「スイス・アーミー・マン」感想(ツイッターより再掲)
スイス・アーミー・マン、みた。無人島で孤独に暮らすハンクのもとに流れ着いた不思議な死体。おならで海を進んだり、口から飲み水を出したり、謎の多機能っぷりに笑う。寂しさや傷ついた自尊心を癒してくれるメニーとの交流。こじらせにこじらせたハンクの解放に、甘酸っぱく複雑な爽やかさを覚える。
中盤のバスのくだり、無表情のメニーとカラフルな装飾のコントラストがシュール。二人だけの自由な世界。醜い自分と向き合わなくていい、ただひたすらにあの子に想いを馳せる。恋に胸焦がす高揚感。不思議な多幸感があった。おどけた感じの音楽とテンポのいい編集が光っている。
ここの居心地の良さからの終盤の落差。突然人前に全裸で放り込まれたような恥ずかしさ。いや、これには事情があってね、ああでこうで…って説明したいところだけど、怪訝な目つきがチクチク刺さる。そういう感覚。でも、もうハンクは自由の味を知っている。隠れておならをする必要はないとわかってる。

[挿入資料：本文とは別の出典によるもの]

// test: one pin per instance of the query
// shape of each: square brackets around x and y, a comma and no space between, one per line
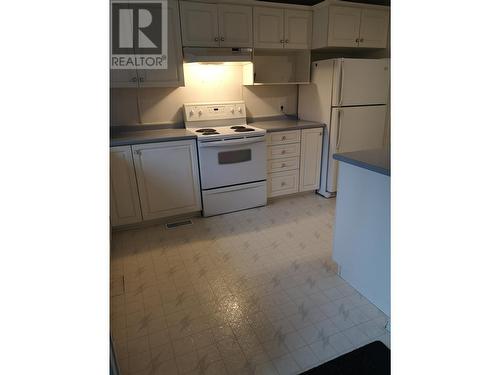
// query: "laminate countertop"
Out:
[121,136]
[285,124]
[378,160]
[133,137]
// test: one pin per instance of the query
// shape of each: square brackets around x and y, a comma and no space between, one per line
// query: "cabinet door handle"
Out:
[339,130]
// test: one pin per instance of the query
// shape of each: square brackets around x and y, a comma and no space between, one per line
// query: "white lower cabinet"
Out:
[293,161]
[168,178]
[124,197]
[311,142]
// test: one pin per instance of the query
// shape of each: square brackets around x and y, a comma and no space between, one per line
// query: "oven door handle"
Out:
[245,141]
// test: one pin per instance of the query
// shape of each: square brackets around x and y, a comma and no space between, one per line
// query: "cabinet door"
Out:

この映画はかならずしもハンクにとってはハッピーエンドではないかもしれない。でも、観客の心にはなにかが残る。さすがに人前でおならはできないかもしれないけど。あの笑顔に救われる人はきっといる。ほら、僕がみていた世界は間違いじゃなかったと。逆にそう思えないと生きていけないかもしれない。